Programs: MSW, JD
From an early age, Zora Raglow-DeFranco has wanted to help others—and she’s focused on doing so through social justice. She recalls attending protests with her father and learning about social services from her mother, the chief executive officer of a nonprofit foster care agency.
This May, Raglow-DeFranco will graduate with dual degrees from Case Western Reserve University's School of Law and the Jack, Joseph and Morton Mandel School of Applied Social Sciences, prepared to put her education to work. She has pursued fellowships and internships for both schools that have allowed her to make a difference in causes she cares about including criminal justice reform, homelessness, drug abuse and human trafficking.
In 2019, Raglow-DeFranco researched the over-policing of the city’s homeless population for the Legal Aid Society of Cleveland and worked with Northeast Ohio Coalition for the Homeless to help pass a homeless bill of rights.
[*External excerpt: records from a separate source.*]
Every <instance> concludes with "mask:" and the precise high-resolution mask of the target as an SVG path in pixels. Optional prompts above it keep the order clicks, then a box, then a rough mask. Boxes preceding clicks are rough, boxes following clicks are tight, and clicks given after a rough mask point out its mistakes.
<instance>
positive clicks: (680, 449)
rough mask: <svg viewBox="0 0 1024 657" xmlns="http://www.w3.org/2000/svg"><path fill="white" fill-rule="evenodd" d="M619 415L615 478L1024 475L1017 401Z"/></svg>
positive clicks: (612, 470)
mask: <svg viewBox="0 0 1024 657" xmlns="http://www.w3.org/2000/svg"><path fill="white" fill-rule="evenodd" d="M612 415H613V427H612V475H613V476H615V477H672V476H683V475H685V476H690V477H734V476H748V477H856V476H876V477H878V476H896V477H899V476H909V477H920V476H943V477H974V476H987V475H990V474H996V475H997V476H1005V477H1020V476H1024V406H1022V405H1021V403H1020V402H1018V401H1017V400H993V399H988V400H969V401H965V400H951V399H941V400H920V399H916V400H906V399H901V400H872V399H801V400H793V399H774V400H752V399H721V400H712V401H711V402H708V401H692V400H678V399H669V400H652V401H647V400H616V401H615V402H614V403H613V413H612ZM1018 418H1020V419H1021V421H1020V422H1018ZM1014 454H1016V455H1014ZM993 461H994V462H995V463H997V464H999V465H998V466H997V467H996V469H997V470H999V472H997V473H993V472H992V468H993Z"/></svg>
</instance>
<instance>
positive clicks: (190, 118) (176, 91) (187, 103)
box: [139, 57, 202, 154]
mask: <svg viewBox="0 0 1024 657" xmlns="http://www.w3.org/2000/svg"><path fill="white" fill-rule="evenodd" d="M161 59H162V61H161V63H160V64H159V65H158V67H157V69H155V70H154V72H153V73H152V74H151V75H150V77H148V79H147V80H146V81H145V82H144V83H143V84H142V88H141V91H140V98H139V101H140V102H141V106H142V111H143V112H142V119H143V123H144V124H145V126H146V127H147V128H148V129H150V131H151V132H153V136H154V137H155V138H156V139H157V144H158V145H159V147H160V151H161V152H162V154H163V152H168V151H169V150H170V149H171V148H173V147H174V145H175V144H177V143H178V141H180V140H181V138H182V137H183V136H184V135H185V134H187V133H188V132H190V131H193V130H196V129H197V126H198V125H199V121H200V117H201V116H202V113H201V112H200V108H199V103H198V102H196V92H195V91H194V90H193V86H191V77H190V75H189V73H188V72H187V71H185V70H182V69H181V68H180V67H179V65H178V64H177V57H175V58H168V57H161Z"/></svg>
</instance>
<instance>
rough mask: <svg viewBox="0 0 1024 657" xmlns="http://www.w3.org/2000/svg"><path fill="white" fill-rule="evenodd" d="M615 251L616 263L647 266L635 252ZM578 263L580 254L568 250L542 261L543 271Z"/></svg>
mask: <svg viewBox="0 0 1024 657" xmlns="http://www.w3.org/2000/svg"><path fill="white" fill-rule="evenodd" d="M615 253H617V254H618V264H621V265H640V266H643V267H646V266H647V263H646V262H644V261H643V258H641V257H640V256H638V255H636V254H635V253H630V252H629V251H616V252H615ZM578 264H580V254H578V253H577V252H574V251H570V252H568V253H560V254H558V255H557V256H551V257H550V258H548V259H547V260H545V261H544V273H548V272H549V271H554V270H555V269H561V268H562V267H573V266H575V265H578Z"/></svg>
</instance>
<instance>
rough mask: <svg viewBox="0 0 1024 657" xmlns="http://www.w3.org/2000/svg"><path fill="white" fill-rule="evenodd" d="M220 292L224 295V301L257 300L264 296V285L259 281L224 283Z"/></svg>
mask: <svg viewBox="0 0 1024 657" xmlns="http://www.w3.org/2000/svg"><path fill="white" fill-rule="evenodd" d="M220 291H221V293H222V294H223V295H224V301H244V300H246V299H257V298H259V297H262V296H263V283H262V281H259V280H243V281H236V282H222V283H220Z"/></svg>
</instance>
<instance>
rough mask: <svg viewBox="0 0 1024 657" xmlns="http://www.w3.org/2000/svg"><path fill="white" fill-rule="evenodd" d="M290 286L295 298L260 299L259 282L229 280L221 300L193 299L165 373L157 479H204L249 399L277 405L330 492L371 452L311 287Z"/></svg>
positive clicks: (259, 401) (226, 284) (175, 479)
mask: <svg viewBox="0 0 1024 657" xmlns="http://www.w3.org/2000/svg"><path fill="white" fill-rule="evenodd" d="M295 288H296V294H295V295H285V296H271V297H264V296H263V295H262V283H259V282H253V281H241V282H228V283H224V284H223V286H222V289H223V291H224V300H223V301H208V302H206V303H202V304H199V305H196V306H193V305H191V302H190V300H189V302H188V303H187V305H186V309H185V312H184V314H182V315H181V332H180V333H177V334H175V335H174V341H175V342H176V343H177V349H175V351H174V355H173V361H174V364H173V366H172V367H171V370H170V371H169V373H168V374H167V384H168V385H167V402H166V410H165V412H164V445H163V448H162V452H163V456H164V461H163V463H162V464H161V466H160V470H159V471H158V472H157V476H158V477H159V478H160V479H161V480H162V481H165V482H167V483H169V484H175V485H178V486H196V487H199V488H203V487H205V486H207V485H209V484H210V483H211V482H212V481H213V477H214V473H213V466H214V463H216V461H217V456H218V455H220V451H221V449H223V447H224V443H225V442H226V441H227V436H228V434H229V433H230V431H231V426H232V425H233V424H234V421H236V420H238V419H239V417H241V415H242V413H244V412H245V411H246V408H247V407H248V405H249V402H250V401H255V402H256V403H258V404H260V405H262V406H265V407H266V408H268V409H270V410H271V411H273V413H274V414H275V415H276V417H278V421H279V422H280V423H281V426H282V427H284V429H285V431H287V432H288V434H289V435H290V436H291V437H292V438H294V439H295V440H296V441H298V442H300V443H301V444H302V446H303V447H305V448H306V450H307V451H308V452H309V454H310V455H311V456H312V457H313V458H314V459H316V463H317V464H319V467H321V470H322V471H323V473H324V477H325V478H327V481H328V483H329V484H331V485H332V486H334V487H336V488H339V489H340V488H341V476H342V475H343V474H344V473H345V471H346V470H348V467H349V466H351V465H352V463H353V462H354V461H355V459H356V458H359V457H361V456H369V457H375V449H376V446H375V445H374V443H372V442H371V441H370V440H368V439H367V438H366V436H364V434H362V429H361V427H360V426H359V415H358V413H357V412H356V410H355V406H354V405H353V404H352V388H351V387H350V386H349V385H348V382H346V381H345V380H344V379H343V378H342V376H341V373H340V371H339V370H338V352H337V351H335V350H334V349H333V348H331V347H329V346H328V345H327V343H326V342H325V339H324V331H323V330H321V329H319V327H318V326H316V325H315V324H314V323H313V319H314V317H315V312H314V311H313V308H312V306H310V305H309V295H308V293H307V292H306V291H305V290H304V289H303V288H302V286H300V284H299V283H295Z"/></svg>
She also did a social work field placement with the American Civil Liberties Union of Ohio, researching equity and efficiency in Ohio drug courts, where she found little transparency.
“No one was keeping track of their success,” she said.
In 2020, Raglow-DeFranco was a legal fellow at The Pulitzer Center on Crisis Reporting, where she did legal research and reported and wrote articles for an ongoing journalism series, Roadblocks to Police Accountability, that investigates police misconduct.
As a legal intern with the Human Trafficking Clinic at the School of Law, Raglow-DeFranco drafted motions and legal documents on behalf of clients and provided social work case management to survivors of human trafficking.
She credits these experiences, made possible by the dual-degree program, with giving her an up-close perspective on working with marginalized populations and where change needs to happen.
“In social work school, we have required training on how to interact with medical staff and patients with empathy. That interaction needs to happen within the legal system,” she said. “The law school always encourages us to listen to clients’ needs first. But in the field, I’ve seen many lawyers who assume to know what the client needs without asking them. It would be beneficial if attorneys, social workers and clients came together instead of working apart.”
Following graduation, Raglow-DeFranco will begin the two-year Hanna S. Cohn Equal Justice Fellowship, awarded to a law school graduate at the beginning of their career in public interest law. In this role, she will work to make housing and rental assistance an affirmative right for homeless people in Rochester, New York.
It’s one more step toward her dream job: Writing policy and legislation that changes things on a more systemic level.
“I don’t see myself ever working outside of the public interest realm,” she said.
This story appeared in The Daily on April 19, 2022.